2020/06/30 のログ
霜月 水都 > 「へぇ、そりゃあいい師に教わったんだな」

複数の流派を上手く教えられる、と言うのは相当な技量を要するだろう。
それを考慮すれば、いい師であったのが十分推し量れた。

「無骨でもあるけどな。だけど、だからこそ洗練されてるとは思うよ」

言って、連続の中段突き。
下半身に負荷をかけつつ突きの練習もする。
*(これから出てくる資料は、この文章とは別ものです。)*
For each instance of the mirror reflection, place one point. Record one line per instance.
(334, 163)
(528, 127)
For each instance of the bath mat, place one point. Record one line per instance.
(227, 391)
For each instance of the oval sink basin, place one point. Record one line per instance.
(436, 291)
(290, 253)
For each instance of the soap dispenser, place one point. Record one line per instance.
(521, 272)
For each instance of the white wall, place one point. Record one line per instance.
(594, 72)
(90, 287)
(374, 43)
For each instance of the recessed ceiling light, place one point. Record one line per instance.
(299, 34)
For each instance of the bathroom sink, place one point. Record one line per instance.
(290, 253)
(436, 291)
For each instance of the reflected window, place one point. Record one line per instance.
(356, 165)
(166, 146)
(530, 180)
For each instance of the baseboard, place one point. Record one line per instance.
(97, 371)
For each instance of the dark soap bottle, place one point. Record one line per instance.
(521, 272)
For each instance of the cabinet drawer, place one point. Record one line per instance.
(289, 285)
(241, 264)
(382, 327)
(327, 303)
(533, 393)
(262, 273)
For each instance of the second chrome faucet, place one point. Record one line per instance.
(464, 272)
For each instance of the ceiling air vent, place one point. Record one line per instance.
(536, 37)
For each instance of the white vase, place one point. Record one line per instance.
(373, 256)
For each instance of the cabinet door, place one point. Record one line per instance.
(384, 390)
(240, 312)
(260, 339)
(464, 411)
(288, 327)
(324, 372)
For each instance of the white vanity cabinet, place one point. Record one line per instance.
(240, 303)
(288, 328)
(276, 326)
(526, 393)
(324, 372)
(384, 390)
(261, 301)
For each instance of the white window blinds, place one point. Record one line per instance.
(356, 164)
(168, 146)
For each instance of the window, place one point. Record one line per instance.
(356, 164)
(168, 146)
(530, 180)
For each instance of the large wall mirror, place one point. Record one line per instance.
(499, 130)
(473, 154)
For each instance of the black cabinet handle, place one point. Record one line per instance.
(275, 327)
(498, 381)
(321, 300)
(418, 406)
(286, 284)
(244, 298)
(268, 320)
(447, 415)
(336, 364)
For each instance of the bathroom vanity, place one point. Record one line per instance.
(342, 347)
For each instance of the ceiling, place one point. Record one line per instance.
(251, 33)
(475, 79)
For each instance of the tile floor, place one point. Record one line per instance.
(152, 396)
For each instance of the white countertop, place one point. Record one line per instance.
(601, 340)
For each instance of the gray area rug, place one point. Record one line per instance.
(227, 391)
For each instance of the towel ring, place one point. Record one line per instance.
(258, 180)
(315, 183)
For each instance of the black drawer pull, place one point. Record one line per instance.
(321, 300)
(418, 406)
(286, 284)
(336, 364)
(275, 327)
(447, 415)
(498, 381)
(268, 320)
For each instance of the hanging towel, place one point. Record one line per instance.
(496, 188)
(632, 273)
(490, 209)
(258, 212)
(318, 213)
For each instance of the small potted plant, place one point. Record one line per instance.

鍛錬に向いた型だな、と考えつつ突きを繰り返しながら。

「もしかして太極拳もやってたりする?」

興味本位でそんなことも聞いてみる。
敢えてゆっくり稽古することで負荷をかけつつ精度を高め、実戦ではそれを加速させて強力な勁を発する……という方法論で有名なのが太極拳だ。
ゆっくりした動作、と言うのはあくまで表面的な話であり、太極拳の本領は、纏絲勁と呼ばれる螺旋の動きを活かした強烈な発勁と化勁と呼ばれる、相手の力を受け流す技法である……という話を、本家の槍術師範から聞いたことがあった。

山本 英治 >  
「超強い、謎の神父さんでしたね……師父は」

塀の中にいた頃にお世話になった。
自分の拳を暴力から武術に変えてくれた大恩ある人。
今はどこで何をしているのだろう。

「実戦向けというわけですか……」

色んな武術を修めた人がこの学園にはいる。
それぞれが、自分なりに力と向き合っているのだ。

「はい、陳氏太極拳です」
「太極拳は纏法なり……これが不明ならば(不明瞭であるなら)拳(太極拳)は不明なり」
「太極拳以外の拳法でも、抽絲勁(ちゅうしこう)という呼び方をされていますよね」

穏やかに話しながら、捻りを加えた拳を数度振る。

「これがぶん殴られるとまた痛い!」

と、冗談めかして笑って。

霜月 水都 > 「牧師か……なんだか変わった組み合わせだな」

西洋の宗教関係者である牧師に、東洋の拳法百般。
和洋折衷と言えばそうなのだが、ちょっと不思議な感じはした。

「そうそう。俺は大太刀もやってんだけど、どっちもなんていうか、コンパクトに無駄なくってコンセプトなのは、きっと実戦だとそういうのが強いってことなんだろうな」

花拳繍腿(かけんしゅうたい)という言葉がある。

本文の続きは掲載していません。